Before taking any herbal remedies or supplements, talk with your doctor to make sure they’re safe and won’t interact with any medications you take.
Coping and support
To cope with generalized anxiety disorder, here’s what you can do:
- Stick to your treatment plan. Take medications as directed. Keep therapy appointments. Practice the skills you learn in psychotherapy. Consistency can make a big difference, especially when it comes to taking your medication.
- Take action. Work with your mental health professional to figure out what’s making you anxious and address it.
- Let it go. Don’t dwell on past concerns. Change what you can in the present moment and let the rest take its course.
- Break the cycle. When you feel anxious, take a brisk walk or delve into a hobby to refocus your mind away from your worries.
- Socialize. Don’t let worries isolate you from loved ones or enjoyable activities. Social interaction and caring relationships can lessen your worries.
- Join a support group for people with anxiety. Here, you can find compassion, understanding and shared experiences. You may find support groups in your community or on the internet, for example, the National Alliance on Mental Illness (NAMI).
Preparing for your appointment
You may see your primary care doctor, or your doctor may refer you to a mental health professional. Here’s some information to help you get ready for your appointment.
What you can do
Before your appointment, make a list of:
- Any symptoms you’ve been experiencing, including when they occur, what seems to make them better or worse, and how much they affect your day-to-day activities, such as work, school or relationships
- Key personal information, including major life changes or stressful events you’ve dealt with recently and any traumatic experiences you’ve had in the past
- Medical information, including other physical or mental health conditions with which you’ve been diagnosed
- Any medications, vitamins, herbs or other supplements you’re taking, including the dosages
- Questions to ask your doctor or mental health professional
Some questions to ask your doctor may include:
- What’s the most likely cause of my symptoms?
- Are there other possible issues or physical health problems that could be causing or worsening my anxiety?
- Do I need any tests?
- What treatment do you recommend?
- Should I see a psychiatrist, psychologist or other mental health professional?
- Would medication help?

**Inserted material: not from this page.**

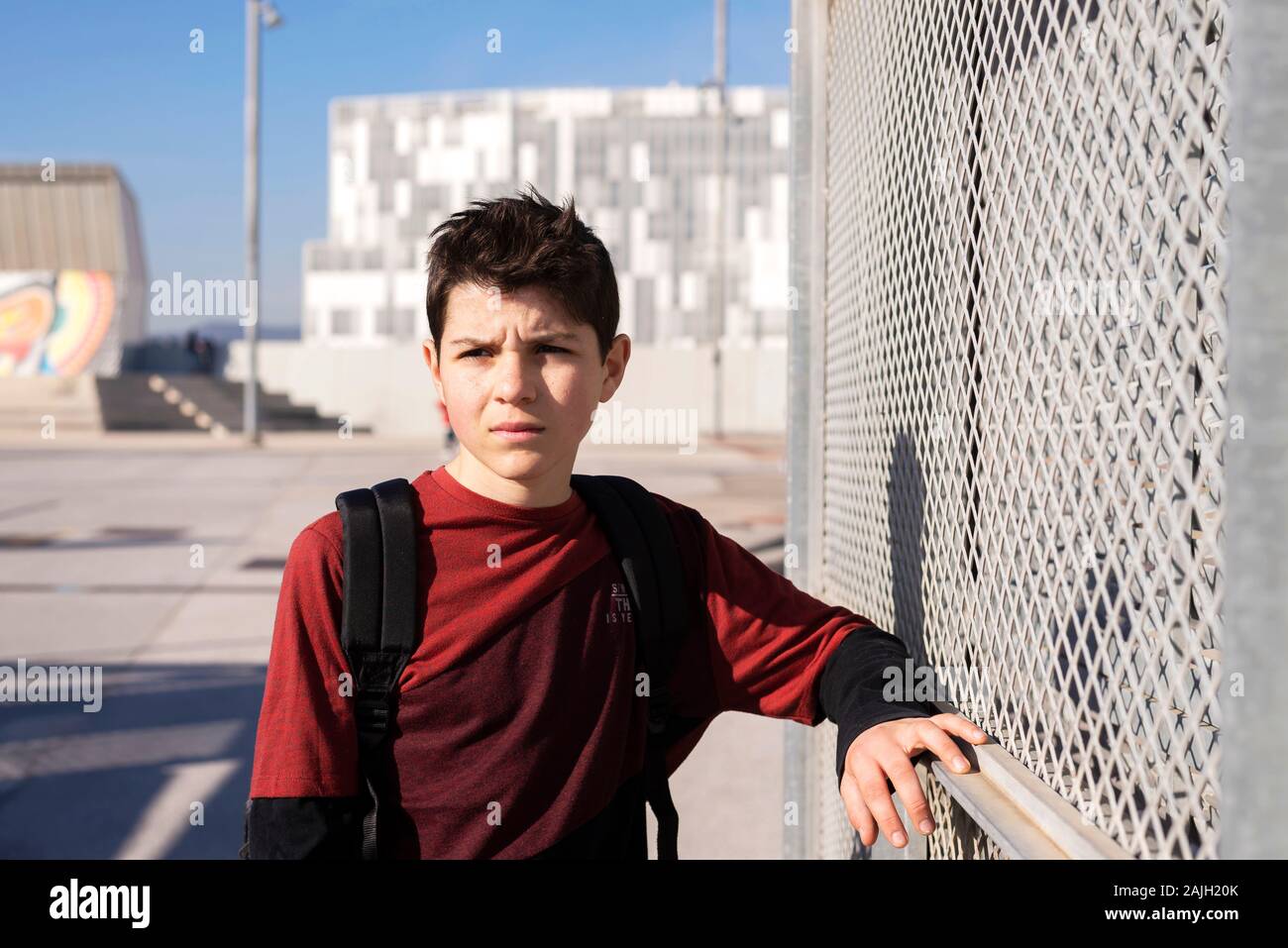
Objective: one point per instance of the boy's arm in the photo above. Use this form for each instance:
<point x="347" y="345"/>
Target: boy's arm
<point x="776" y="651"/>
<point x="304" y="797"/>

If so, is there a generic alternative to the medicine you’re prescribing?
- Are there any brochures or other printed material that I can have? What websites do you recommend?
Don’t hesitate to ask other questions during your appointment.
What to expect from your doctor
Your doctor or mental health professional will likely ask you a number of questions. Be ready to answer them to reserve time to go over any points you want to focus on. Questions may include:
- What are your symptoms?
- What things do you tend to worry about?
- Do your symptoms interfere with your daily activities?
- Do you avoid anything because of your anxiety?
- Have your feelings of anxiety been occasional or continuous?
- When did you first begin noticing your anxiety?
- Does anything in particular seem to trigger your anxiety or make it worse?
- What, if anything, seems to improve your feelings of anxiety?
- What, if any, physical or mental health conditions do you have?
- What traumatic experiences have you had recently or in the past?
- Do you regularly drink alcohol or use recreational drugs?
- Do you have any blood relatives with anxiety or other mental health conditions, such as depression?